Milam, Riley & Albano Bill Cracking Down on Counterfeit ‘Jersey Fresh’ Products Released from Committee

(TRENTON) – Legislation Assembly Democrats Matthew W. Milam, Celeste M. Riley and Nelson T. Albano sponsored to put some serious teeth into the laws governing the use of the “Jersey Fresh” brand, in an effort to cull counterfeit food products claiming to have New Jersey ingredients, was released Monday by an Assembly committee.
“The ‘Jersey Fresh’ label conveys an expectation of a certain level of taste and quality that consumers have come to trust,” said Milam (D-Atlantic/Cape May/Cumberland). “When consumers buy counterfeit products with that label, it doesn’t just impact their experience, it damages the entire reputation of the ‘Jersey Fresh’ brand, which is something that our farmers and our retailers simply can’t afford.”
“While there are already laws on the books that prohibit trying to pass off produce, vegetables and meats and fish as ‘Jersey Fresh,’ we don’t really have a system in place to remove the goods once they’ve made it to store shelves,” said Riley (D-Cumberland/Gloucester/Salem). “Our legislation would put that system in place; leaving counterfeit ‘Jersey Fresh’ products in stores benefits no one.”

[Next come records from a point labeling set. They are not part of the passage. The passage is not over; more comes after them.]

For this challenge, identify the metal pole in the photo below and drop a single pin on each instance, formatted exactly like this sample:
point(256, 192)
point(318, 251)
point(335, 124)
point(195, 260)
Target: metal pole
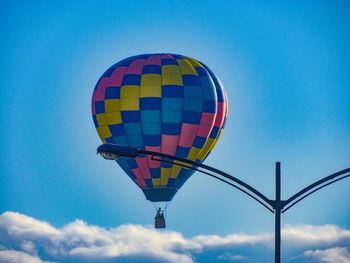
point(278, 209)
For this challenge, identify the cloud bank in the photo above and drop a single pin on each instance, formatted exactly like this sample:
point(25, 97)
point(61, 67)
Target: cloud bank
point(25, 239)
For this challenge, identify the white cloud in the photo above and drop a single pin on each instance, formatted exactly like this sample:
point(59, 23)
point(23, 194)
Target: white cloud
point(331, 255)
point(230, 257)
point(79, 241)
point(12, 256)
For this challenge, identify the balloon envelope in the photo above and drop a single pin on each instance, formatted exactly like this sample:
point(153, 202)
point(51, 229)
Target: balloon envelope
point(168, 103)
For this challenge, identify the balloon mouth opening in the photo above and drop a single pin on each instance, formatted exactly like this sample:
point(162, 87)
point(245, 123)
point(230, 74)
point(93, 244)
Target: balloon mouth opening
point(164, 194)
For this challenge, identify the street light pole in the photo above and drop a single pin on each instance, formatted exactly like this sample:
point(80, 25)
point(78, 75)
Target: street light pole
point(277, 206)
point(278, 214)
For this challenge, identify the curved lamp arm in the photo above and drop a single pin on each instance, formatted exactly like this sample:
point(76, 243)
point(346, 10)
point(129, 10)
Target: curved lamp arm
point(312, 188)
point(113, 152)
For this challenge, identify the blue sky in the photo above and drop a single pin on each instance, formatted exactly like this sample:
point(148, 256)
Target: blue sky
point(285, 67)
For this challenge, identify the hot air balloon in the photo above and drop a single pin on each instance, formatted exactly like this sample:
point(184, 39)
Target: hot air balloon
point(167, 103)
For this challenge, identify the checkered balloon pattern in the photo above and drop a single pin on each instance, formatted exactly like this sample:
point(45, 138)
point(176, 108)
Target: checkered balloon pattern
point(167, 103)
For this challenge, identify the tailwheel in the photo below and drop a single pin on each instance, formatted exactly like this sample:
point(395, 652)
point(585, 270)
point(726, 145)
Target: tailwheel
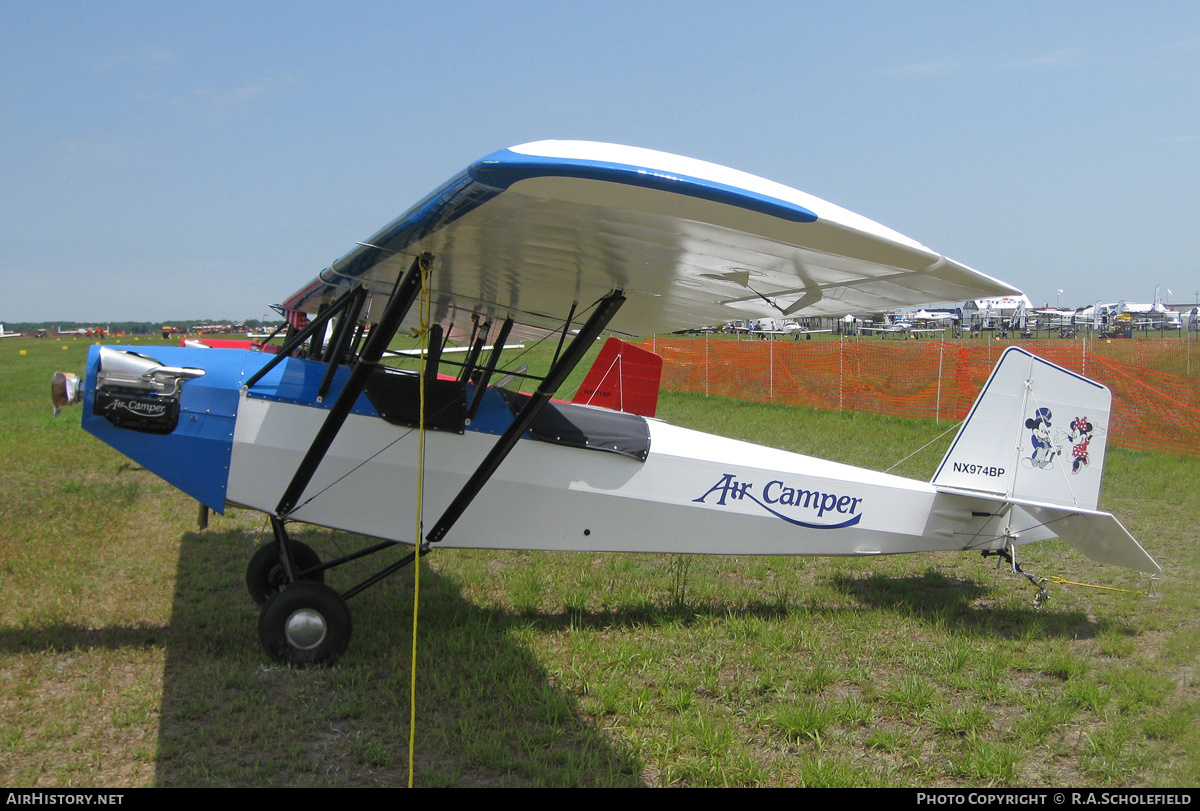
point(305, 624)
point(265, 575)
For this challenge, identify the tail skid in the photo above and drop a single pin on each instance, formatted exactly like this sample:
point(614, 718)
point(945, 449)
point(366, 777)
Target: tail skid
point(1036, 440)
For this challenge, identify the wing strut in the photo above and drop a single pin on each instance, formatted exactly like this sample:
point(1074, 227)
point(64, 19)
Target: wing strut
point(563, 366)
point(341, 341)
point(295, 341)
point(399, 304)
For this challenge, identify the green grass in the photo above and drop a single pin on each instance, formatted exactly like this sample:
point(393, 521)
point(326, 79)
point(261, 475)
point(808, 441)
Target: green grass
point(129, 653)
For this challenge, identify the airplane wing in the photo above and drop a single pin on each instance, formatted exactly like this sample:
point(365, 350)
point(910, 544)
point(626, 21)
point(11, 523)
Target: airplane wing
point(528, 232)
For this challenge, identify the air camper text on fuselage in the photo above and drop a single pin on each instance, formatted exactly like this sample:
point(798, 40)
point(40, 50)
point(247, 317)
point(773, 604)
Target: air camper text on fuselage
point(780, 499)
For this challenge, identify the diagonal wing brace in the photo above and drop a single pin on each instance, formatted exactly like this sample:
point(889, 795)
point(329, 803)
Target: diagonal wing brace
point(604, 312)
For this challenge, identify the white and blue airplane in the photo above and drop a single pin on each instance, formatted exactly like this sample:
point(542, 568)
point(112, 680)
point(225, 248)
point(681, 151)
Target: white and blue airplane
point(574, 239)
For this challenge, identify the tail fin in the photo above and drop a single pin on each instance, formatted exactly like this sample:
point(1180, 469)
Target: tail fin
point(624, 378)
point(1037, 433)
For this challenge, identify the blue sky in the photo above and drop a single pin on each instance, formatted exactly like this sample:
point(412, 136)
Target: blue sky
point(175, 161)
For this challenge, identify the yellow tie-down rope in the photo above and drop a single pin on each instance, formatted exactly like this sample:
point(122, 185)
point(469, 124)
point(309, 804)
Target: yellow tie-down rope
point(423, 334)
point(1062, 581)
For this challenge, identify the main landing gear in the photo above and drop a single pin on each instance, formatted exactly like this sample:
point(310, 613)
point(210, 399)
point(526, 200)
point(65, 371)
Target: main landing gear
point(304, 622)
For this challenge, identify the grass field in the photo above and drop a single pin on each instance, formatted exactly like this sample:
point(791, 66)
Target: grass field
point(129, 653)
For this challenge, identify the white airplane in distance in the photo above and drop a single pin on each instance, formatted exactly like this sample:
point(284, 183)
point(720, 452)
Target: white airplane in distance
point(768, 328)
point(901, 328)
point(567, 240)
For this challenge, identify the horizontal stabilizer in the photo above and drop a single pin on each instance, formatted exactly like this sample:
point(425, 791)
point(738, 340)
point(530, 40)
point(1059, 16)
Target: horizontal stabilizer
point(1098, 535)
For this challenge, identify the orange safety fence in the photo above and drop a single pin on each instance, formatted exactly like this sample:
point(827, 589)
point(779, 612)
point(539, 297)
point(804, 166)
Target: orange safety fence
point(1152, 409)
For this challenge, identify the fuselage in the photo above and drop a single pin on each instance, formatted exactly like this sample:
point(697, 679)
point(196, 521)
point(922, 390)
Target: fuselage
point(586, 480)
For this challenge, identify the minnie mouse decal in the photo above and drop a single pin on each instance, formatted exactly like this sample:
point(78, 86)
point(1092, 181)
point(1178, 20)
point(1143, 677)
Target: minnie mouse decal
point(1048, 445)
point(1081, 432)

“When counterfeit ‘Jersey Fresh’ products are found, we need to get them off the market as quickly as possible,” said Albano (D-Atlantic/Cape May/Cumberland). “Nabisco or Kraft wouldn’t tolerate counterfeiters trying to pass knock-off Oreos or Mac and Cheese as the real thing on store shelves and neither should the farmers, butchers and fishermen behind the ‘Jersey Fresh’ label.”
Current law already prohibits and penalizes the use of the state outline on agricultural products not produced in New Jersey.
The Milam/Riley/Albano bill (A-2871) would supplement existing law to include specific prohibitions against using the “Jersey Fresh” logos and branding on agricultural products not produced in state and would provide for the seizure and forfeiture of such counterfeit products.
Specifically, the bill would prohibit advertising and packaging from implying in any way that any produce, seafood, dairy or other agricultural product is “Jersey Fresh,” unless:
· The product complies with all relevant state Department of Agriculture grading standards for freshness for the use of such branding; and
· The individual has first obtained a license and registration number from the department authorizing the use of such branding in association with their particular product.
Under the bill, when a counterfeit “Jersey Fresh” product is discovered, a judge would be authorized to order the seizure of any such product, and have it and the individuals or entities producing the product appear in court. Upon a judge’s determination that the product in question is counterfeit or otherwise misusing the “Jersey Fresh” brand, the product would be forfeited through destruction, donation or lawful sale of the product.
The bill was released by the Assembly Agriculture and Natural Resources Committee chaired by Albano.